Seems like it is the number one question on most couples’ minds these days.  Especially in a time when couples are really having to watch their budgets.  Should you really include plus ones?  I got the inspiration for this post from Emily over at Southern Weddings Magazine.

Just as she shares Ms. Post’s feelings on the subject, I am doing the same:

“The spouses, fiances/fiancees, and live-in partners of guests must be included, even if you don’t know them.  But you get to decide if you want single, unattached guests to bring dates.” (Etiquette, 17th Edition, page 572)

The truth is, sometimes, it is awkward when you attend a wedding alone.  That is, unless you are there with a bunch of your single friends.  If you are trying to cut out the plus ones of your guest list, try completely re-evaluating your guest list.  Obviously the easiest way to save money is to cut the guest list.  Try including just those people who truly mean the most to you, and include their plus ones if they are single.  It’s a sticky situation, and if that is the route you truly want to go, at the end of the day, it is your wedding.  So do not let someone else’s opinion impact yours if you are set on a decision.

And, there are other ways to cut down on budget if you really want to include those plus ones for your guests.  Opt for a buffet instead of a seated dinner, or even food stations.  Go for a DJ instead of a band.  Choose beer and wine with a signature cocktail instead of a full bar.  There are ways to work around it – you just have to get creative!

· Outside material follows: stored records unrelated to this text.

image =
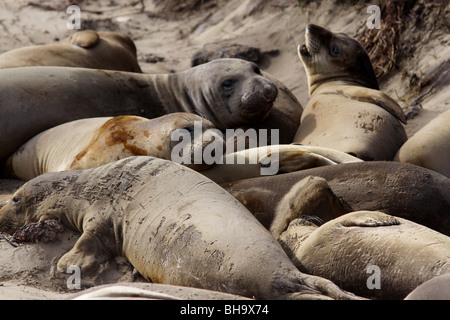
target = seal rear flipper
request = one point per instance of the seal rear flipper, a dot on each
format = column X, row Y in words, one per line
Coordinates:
column 86, row 254
column 368, row 219
column 318, row 288
column 311, row 196
column 290, row 160
column 85, row 39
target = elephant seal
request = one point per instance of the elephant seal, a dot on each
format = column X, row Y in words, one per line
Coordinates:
column 171, row 223
column 84, row 49
column 92, row 142
column 437, row 288
column 154, row 291
column 273, row 159
column 228, row 92
column 398, row 189
column 346, row 111
column 350, row 249
column 430, row 146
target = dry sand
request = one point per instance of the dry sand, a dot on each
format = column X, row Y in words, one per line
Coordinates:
column 171, row 39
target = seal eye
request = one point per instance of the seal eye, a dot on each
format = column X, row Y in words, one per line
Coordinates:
column 228, row 83
column 257, row 70
column 335, row 49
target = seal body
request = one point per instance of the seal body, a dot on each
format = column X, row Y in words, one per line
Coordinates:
column 430, row 146
column 172, row 224
column 437, row 288
column 228, row 92
column 346, row 111
column 398, row 189
column 92, row 142
column 348, row 249
column 84, row 49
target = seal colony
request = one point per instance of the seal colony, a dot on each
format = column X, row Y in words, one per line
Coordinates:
column 346, row 111
column 228, row 92
column 171, row 223
column 85, row 49
column 292, row 235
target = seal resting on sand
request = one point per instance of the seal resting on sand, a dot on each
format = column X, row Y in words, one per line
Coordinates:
column 398, row 189
column 92, row 142
column 228, row 92
column 346, row 111
column 404, row 253
column 84, row 49
column 430, row 146
column 171, row 223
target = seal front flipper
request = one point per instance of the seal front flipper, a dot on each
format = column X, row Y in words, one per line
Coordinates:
column 368, row 219
column 85, row 39
column 311, row 196
column 87, row 254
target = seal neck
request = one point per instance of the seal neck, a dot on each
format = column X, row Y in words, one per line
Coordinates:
column 344, row 80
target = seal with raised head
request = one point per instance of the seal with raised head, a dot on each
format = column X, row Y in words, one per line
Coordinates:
column 430, row 146
column 84, row 49
column 228, row 92
column 349, row 250
column 171, row 223
column 398, row 189
column 346, row 111
column 92, row 142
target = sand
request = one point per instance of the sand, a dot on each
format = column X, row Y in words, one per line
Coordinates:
column 165, row 43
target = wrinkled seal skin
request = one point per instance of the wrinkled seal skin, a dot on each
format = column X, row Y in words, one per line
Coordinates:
column 406, row 253
column 430, row 146
column 89, row 143
column 346, row 111
column 172, row 224
column 84, row 49
column 398, row 189
column 437, row 288
column 228, row 92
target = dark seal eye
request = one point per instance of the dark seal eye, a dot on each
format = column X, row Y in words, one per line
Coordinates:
column 257, row 70
column 228, row 83
column 335, row 49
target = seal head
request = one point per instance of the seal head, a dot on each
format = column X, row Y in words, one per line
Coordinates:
column 230, row 92
column 327, row 55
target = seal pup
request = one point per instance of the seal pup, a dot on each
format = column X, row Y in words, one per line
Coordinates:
column 398, row 189
column 84, row 49
column 430, row 146
column 171, row 223
column 346, row 111
column 228, row 92
column 348, row 249
column 92, row 142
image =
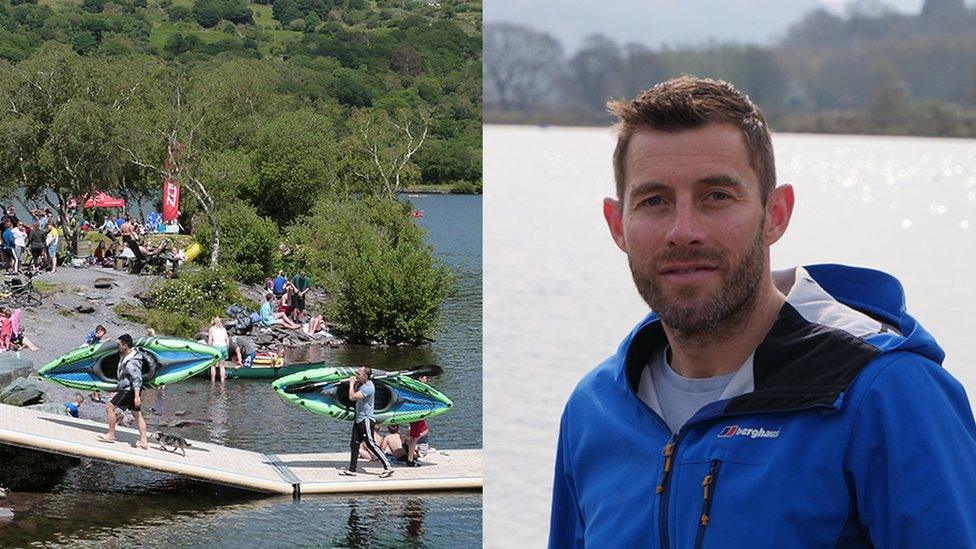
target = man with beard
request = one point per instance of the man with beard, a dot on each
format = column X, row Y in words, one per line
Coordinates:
column 801, row 408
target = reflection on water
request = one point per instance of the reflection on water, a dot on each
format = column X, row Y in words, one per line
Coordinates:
column 199, row 517
column 106, row 504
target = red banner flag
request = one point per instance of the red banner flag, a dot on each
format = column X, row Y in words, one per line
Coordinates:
column 171, row 196
column 171, row 200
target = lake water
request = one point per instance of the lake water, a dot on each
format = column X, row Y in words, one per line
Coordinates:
column 559, row 297
column 110, row 504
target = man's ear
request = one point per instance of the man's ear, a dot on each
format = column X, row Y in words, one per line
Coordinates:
column 613, row 212
column 779, row 211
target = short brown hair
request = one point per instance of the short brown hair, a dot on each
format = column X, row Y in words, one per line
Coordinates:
column 690, row 102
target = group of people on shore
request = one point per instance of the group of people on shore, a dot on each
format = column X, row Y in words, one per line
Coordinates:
column 285, row 302
column 41, row 236
column 12, row 336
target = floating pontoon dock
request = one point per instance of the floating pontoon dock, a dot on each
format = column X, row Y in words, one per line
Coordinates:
column 292, row 474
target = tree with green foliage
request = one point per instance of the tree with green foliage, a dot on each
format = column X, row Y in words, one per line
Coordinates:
column 179, row 13
column 382, row 149
column 206, row 13
column 293, row 164
column 61, row 134
column 371, row 255
column 250, row 242
column 194, row 116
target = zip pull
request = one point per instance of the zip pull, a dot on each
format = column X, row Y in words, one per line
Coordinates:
column 668, row 461
column 708, row 483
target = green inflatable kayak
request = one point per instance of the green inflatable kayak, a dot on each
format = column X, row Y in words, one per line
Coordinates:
column 399, row 398
column 167, row 360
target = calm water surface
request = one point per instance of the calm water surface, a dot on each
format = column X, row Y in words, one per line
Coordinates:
column 559, row 296
column 119, row 505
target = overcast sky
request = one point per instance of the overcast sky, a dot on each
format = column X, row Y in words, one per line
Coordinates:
column 653, row 22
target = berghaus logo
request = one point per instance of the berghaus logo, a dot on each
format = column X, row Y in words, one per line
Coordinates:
column 751, row 432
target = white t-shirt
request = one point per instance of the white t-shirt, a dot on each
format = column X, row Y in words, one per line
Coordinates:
column 218, row 335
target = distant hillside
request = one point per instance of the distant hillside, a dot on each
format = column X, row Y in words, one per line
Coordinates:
column 379, row 54
column 873, row 70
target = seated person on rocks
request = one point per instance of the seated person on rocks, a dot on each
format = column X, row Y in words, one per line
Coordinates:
column 241, row 351
column 315, row 324
column 72, row 407
column 271, row 318
column 96, row 335
column 278, row 287
column 392, row 444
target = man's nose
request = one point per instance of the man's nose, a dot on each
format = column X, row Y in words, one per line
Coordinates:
column 686, row 226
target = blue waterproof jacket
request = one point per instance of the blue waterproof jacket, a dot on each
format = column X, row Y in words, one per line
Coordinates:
column 851, row 435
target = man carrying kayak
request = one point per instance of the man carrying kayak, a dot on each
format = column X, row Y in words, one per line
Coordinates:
column 801, row 408
column 363, row 393
column 129, row 391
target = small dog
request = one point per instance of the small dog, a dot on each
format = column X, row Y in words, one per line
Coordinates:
column 176, row 441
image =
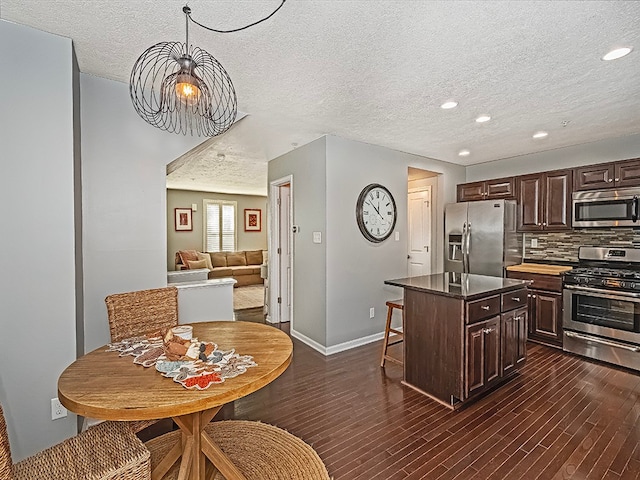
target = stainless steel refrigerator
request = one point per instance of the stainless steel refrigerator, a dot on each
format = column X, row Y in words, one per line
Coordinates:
column 480, row 237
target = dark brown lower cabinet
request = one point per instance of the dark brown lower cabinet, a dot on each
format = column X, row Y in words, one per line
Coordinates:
column 544, row 299
column 483, row 355
column 514, row 339
column 455, row 349
column 546, row 317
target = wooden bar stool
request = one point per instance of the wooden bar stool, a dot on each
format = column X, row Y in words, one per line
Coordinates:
column 391, row 304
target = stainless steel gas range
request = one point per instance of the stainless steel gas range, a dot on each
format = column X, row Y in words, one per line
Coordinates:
column 601, row 317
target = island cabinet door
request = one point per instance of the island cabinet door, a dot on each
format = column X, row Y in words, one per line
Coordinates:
column 482, row 355
column 514, row 339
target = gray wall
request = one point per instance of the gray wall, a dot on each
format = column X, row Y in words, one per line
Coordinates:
column 356, row 268
column 194, row 239
column 336, row 282
column 596, row 152
column 37, row 237
column 308, row 167
column 124, row 199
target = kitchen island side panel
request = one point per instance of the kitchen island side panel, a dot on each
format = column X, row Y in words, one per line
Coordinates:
column 433, row 343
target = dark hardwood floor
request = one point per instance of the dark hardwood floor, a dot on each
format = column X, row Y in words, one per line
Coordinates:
column 562, row 417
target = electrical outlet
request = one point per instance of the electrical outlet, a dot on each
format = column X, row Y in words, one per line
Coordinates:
column 57, row 410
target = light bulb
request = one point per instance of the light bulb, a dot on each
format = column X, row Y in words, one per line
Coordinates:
column 187, row 89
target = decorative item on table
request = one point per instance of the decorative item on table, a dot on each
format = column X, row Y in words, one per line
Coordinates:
column 189, row 362
column 183, row 331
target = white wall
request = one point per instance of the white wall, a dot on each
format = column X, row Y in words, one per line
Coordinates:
column 124, row 199
column 568, row 157
column 37, row 298
column 357, row 268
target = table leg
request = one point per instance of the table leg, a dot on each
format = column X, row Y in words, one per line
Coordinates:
column 194, row 447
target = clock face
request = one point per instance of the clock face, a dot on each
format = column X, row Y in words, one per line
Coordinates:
column 376, row 213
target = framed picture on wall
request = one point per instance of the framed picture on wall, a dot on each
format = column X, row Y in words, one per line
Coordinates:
column 252, row 220
column 183, row 220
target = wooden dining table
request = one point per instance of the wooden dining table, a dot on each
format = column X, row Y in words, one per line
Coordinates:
column 104, row 385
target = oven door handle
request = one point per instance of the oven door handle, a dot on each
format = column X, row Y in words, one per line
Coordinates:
column 625, row 296
column 602, row 341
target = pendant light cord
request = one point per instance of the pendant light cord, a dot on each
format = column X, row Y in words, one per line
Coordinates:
column 187, row 12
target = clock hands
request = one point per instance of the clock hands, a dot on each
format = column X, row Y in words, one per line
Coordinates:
column 377, row 211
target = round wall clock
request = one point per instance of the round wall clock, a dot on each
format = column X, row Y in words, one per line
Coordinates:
column 376, row 213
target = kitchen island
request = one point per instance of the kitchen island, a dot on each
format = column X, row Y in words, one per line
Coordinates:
column 464, row 334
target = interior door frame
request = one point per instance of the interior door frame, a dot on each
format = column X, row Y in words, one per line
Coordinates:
column 426, row 188
column 274, row 275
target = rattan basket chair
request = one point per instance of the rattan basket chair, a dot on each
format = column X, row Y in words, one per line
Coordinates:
column 107, row 451
column 143, row 311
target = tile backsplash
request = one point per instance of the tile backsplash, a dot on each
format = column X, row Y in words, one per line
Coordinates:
column 564, row 245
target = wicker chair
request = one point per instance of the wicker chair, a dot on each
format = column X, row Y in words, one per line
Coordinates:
column 107, row 451
column 144, row 311
column 140, row 312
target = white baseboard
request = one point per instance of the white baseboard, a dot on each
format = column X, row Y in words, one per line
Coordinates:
column 308, row 341
column 341, row 347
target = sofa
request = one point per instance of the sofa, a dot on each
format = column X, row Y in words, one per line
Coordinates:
column 243, row 266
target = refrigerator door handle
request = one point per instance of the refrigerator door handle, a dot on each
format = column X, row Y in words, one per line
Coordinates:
column 468, row 238
column 463, row 249
column 467, row 267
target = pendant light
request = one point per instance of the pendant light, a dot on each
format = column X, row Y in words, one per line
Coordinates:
column 183, row 89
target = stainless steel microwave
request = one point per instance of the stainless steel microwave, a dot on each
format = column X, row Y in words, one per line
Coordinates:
column 606, row 208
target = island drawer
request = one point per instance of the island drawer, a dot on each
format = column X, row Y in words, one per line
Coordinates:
column 483, row 308
column 515, row 299
column 539, row 281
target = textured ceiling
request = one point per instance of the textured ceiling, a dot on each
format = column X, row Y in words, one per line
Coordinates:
column 377, row 71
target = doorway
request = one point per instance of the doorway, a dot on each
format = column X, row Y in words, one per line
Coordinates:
column 422, row 188
column 281, row 252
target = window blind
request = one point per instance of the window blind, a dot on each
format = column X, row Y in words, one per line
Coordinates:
column 220, row 226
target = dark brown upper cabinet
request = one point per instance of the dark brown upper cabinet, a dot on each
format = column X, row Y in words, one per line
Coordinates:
column 625, row 173
column 544, row 201
column 487, row 190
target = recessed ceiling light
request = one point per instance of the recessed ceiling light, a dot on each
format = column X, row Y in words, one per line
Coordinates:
column 617, row 53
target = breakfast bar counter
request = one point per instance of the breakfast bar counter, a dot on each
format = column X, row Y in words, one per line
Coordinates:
column 464, row 334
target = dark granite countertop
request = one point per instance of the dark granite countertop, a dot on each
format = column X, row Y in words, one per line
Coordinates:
column 465, row 286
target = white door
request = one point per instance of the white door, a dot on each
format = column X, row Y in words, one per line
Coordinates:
column 284, row 254
column 419, row 262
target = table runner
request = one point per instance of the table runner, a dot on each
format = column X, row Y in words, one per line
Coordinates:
column 201, row 366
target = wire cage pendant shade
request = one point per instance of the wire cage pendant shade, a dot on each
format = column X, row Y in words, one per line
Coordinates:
column 183, row 89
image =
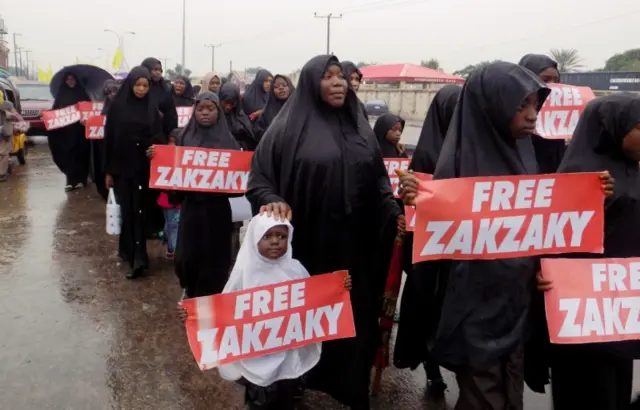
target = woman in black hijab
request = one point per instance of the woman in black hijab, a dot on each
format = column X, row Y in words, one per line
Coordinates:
column 161, row 95
column 182, row 92
column 484, row 318
column 607, row 138
column 203, row 254
column 549, row 152
column 280, row 91
column 354, row 76
column 319, row 165
column 69, row 147
column 239, row 124
column 256, row 94
column 133, row 125
column 110, row 88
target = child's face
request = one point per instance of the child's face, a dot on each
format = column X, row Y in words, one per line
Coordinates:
column 274, row 243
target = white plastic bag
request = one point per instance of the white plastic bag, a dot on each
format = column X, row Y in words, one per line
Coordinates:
column 114, row 220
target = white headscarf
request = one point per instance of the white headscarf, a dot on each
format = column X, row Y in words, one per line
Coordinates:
column 253, row 270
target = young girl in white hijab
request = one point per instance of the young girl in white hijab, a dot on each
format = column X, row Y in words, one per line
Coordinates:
column 265, row 258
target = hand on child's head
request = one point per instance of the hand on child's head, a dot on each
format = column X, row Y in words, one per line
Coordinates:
column 275, row 242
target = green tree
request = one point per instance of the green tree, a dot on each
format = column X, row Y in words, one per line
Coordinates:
column 172, row 73
column 626, row 61
column 432, row 63
column 466, row 72
column 568, row 59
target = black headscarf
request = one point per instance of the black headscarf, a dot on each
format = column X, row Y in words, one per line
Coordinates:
column 255, row 97
column 162, row 97
column 549, row 152
column 383, row 124
column 494, row 318
column 434, row 129
column 239, row 124
column 273, row 107
column 186, row 98
column 215, row 136
column 68, row 96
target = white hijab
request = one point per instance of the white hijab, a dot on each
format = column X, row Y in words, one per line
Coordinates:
column 253, row 270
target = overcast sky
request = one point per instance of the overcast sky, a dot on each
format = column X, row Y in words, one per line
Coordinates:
column 282, row 35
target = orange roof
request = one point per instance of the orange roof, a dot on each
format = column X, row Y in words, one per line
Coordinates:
column 407, row 72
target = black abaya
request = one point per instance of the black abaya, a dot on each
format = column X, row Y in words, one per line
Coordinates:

And, I’d click over and read Emily’s post when you get a chance, as she offers some great insight.  Plus, they feature several etiquette posts from Emily periodically.

5 Comments

  1. This is always a tough one. We opted not to do plus ones b/c of the budget and the size of our guest list. However, most of our single friends (which there are quite a few) are down to party single and have fun… so that also helped make the no plus one an easier decision. If there were only a few singles, i think i’d definitely not want to make them feel awkward and let them have a plus one.

    Ultimately its all about what you can afford and what you can do for your friends 🙂

  2. Landlocked Bride
    2:33 pm on January 7th, 2010

    @AmyJean I definitely think it is a wedding-by-wedding decision. The couple really needs to decide what works best for them and their budget. It does become a really tough decision at the end of the day! And, thanks for the blog love!

  3. […] is in follow-up to yesterday’s blog post regarding plus […]

  4. We let everyone bring a plus one. Although some people still came on their own. It’s polite!

  5. Although, our wedding wasn’t a by the head $$ type of dinner. If it was I am sure it would be a much harder decision.